Typically, I am inspired by my obsessions, and I must say most often I am preoccupied with a spectrum of relationships that range from two individuals, two lovers, the public with the government to humans with their past and future life. Characteristically, I bring war and carpet designs into depicting such interactions. Generally, the original idea is too plain and featureless, then I generously take my time over developing it into a meaningful and thought-provoking work of art. In other words, it is a simple sketch to be built up into a gripping scene; an inseparable stage which, as I have read somewhere, forms the foundation of a decent work of art.

What do you believe is integral to the role of an artist?
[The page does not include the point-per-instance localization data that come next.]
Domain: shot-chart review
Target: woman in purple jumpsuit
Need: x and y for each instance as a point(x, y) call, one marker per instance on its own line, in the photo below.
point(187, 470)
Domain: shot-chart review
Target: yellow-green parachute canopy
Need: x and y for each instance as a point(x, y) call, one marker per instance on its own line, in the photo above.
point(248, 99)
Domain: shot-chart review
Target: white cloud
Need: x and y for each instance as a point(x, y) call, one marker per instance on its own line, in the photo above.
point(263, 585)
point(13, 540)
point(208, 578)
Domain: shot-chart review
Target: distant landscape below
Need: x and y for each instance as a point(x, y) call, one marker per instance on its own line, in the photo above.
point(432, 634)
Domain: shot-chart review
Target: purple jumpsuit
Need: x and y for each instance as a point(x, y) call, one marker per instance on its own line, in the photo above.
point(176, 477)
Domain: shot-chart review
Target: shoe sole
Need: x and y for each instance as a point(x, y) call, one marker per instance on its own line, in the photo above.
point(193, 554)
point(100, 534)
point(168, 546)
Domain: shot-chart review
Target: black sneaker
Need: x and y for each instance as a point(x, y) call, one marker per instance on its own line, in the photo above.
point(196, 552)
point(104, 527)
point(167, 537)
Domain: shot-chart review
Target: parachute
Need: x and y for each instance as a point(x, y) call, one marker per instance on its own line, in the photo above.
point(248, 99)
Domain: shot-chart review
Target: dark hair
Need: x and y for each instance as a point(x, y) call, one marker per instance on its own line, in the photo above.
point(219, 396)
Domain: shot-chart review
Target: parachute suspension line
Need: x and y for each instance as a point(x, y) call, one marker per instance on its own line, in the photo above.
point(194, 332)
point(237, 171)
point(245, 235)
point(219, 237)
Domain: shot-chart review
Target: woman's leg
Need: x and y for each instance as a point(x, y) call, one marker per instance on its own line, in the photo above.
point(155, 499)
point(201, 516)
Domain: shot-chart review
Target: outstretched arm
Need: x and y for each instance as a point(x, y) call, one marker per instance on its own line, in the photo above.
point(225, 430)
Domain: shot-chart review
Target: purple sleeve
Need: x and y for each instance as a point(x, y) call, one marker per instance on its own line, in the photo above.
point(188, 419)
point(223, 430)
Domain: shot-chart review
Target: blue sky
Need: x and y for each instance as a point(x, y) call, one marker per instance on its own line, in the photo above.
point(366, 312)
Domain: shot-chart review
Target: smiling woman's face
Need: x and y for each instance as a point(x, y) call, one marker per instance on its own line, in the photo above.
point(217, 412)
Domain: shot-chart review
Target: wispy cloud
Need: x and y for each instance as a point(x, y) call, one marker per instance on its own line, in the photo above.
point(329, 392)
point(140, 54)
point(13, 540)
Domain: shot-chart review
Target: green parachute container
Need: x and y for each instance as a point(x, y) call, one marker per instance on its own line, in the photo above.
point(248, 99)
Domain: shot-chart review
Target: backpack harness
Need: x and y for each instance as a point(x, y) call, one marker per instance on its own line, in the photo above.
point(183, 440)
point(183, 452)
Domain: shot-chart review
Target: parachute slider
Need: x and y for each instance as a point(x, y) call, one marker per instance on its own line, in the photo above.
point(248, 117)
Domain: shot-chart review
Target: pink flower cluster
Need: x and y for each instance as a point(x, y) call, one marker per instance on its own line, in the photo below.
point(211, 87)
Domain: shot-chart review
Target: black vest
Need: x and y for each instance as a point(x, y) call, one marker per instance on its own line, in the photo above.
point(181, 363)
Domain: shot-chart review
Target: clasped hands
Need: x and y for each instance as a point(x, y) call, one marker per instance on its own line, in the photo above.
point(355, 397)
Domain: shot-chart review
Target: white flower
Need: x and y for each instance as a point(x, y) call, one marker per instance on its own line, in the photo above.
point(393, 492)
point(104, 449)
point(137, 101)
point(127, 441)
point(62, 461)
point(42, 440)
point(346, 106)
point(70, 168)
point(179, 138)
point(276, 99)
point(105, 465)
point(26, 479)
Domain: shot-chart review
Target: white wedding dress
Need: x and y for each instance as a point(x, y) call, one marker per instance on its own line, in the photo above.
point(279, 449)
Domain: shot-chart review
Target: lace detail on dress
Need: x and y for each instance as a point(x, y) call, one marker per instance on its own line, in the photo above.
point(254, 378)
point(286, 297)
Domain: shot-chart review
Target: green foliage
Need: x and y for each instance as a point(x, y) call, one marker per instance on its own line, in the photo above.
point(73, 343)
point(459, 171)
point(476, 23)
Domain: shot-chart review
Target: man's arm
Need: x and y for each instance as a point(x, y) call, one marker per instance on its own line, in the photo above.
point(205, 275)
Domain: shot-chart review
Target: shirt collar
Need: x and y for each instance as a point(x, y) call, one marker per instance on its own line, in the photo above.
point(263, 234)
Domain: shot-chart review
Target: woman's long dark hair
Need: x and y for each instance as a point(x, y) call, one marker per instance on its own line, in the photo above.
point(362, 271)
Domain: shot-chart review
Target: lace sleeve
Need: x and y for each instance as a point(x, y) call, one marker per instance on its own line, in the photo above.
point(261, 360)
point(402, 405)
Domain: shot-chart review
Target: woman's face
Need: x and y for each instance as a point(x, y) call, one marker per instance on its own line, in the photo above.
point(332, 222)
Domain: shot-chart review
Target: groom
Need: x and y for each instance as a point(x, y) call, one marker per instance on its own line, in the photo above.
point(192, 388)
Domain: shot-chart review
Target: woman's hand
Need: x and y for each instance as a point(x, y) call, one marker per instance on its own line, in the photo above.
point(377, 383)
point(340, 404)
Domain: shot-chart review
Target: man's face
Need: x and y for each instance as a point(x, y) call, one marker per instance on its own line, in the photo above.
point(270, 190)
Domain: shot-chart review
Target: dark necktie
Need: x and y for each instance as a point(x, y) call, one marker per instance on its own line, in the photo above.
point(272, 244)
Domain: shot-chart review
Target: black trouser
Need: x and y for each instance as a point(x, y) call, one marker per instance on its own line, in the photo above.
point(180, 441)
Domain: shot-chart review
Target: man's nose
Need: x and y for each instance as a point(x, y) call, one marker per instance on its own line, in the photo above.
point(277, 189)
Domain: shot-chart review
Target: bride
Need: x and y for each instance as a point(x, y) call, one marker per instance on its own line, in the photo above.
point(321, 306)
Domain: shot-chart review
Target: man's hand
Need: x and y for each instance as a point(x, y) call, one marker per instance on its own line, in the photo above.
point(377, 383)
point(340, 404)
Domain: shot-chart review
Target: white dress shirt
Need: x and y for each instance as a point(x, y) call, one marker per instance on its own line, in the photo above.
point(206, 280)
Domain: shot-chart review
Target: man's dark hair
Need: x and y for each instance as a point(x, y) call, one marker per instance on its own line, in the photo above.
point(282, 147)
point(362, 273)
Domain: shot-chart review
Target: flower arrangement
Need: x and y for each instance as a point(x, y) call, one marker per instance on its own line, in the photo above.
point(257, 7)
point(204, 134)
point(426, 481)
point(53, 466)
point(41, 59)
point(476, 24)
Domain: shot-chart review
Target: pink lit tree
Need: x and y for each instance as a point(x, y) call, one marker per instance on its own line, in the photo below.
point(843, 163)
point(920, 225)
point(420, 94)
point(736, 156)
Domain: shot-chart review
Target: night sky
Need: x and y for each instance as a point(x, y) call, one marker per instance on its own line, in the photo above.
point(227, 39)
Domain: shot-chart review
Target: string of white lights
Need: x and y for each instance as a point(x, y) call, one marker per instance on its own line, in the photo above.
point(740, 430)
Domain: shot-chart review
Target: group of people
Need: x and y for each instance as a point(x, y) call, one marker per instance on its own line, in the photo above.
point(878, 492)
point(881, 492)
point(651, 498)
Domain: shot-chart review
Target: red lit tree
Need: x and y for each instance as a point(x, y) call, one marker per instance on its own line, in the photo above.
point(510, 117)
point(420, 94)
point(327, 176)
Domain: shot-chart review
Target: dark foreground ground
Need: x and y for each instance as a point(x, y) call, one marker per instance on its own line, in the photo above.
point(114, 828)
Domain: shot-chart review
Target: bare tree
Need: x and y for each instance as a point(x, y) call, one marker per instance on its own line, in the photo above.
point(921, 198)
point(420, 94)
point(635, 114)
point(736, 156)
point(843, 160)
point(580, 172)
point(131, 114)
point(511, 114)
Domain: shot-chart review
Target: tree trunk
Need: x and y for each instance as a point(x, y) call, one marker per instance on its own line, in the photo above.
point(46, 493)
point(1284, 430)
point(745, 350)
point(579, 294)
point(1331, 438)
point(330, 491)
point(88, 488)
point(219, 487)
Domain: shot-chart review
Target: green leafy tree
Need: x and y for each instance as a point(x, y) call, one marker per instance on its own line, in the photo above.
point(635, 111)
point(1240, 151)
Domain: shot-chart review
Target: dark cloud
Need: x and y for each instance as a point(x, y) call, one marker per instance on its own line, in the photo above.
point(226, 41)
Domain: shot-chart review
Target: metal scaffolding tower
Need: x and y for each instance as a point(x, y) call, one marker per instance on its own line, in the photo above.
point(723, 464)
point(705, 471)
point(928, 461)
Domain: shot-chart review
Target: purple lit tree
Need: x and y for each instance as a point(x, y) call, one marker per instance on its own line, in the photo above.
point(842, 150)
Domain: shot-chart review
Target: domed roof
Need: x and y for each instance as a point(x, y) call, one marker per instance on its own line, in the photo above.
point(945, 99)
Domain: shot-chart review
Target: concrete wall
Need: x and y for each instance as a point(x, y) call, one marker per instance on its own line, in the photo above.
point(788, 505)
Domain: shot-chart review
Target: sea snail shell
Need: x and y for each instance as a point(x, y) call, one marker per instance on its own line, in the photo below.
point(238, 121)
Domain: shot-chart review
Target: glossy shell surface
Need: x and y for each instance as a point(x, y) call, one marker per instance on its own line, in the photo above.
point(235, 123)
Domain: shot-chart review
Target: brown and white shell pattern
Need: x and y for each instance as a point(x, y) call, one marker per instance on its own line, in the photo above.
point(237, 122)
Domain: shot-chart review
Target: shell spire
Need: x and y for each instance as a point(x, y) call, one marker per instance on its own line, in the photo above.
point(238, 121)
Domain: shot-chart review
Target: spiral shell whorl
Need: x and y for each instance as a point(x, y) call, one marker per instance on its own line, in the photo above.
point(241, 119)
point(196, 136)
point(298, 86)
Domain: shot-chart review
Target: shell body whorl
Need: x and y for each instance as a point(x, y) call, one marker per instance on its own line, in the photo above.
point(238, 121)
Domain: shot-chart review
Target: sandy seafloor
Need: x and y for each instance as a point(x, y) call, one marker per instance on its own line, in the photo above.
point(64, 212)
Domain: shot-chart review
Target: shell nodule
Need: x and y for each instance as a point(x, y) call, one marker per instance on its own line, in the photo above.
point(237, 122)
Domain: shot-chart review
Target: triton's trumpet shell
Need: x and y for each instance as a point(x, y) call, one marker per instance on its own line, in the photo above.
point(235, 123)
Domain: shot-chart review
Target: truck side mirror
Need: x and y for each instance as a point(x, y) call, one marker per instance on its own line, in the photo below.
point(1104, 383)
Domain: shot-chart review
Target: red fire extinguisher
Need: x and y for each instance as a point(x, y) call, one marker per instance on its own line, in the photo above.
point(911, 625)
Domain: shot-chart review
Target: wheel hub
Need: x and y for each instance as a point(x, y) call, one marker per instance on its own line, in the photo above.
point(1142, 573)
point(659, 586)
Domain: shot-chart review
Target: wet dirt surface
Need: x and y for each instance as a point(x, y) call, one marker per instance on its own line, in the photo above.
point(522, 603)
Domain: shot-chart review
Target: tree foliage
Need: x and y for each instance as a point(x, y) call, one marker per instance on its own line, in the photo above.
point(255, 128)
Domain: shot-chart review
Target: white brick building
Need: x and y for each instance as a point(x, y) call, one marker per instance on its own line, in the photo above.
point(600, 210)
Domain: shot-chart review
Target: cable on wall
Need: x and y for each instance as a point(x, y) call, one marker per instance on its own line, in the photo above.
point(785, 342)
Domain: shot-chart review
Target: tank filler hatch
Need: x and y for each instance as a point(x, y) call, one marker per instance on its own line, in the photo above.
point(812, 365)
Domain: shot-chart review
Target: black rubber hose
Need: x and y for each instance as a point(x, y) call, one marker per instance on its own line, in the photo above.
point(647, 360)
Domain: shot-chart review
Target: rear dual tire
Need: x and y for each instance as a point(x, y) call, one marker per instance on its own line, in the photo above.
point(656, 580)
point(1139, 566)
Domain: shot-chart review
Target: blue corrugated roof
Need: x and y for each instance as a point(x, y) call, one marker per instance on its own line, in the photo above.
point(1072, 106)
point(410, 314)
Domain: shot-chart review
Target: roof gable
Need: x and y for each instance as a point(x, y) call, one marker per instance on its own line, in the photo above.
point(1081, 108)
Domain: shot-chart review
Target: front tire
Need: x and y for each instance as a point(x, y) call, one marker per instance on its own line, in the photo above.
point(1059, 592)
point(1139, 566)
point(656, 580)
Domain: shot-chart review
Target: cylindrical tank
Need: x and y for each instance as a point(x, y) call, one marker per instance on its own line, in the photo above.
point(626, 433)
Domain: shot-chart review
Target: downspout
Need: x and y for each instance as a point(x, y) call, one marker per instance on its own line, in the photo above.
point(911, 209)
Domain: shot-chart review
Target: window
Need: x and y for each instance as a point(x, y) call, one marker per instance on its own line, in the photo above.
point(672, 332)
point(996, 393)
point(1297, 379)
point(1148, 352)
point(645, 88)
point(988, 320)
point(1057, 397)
The artist is supposed to be sensitive to, conscious of, and positively affected by the world around them. If an artist fails to provoke skepticism and create a question in the target viewer’s mind, he or she must probably look for another profession. In fact, an artist is expected to bring the regular intelligence, conventional training, and available facilities to the creation of a memorable and mind-blowing work of art, trying their best to be unaffected by prejudice, stereotypes, and egotism.

What would you change about the art world?


Today, there is a degree of generality and flexibility in the definition of art. However, sometimes, this generosity seems to be taken to unacceptable extremes. Art, which is supposed to waken the viewer to some global issues of injustice, inequity, discrimination, stereotype and falsehood, sometimes comes down to frivolity and facetiousness. A worthless work Which carries no message and inspires no noble emotion. The change for the better that I try to bring about is that, through my artistic work, I try to emphasize that it is time to see art in a new light.

What are you currently working on?


Currently, I am working on a project using pen and ink, titled “the struggle for the lollipop”. This is more of image creating than painting. Because the scope of art is fantastically broad, and at the same time, I'm into more than one field of art, I am finding it hard to concentrate on any single project. consequently, my projects are going along too slowly.
To finish off, I do not mind admitting that, despite the relatively long way that I have come in art, I never set myself up as an artist, although I am more than simply pleased that my work has attracted your attention which will certainly not fail to inspire me.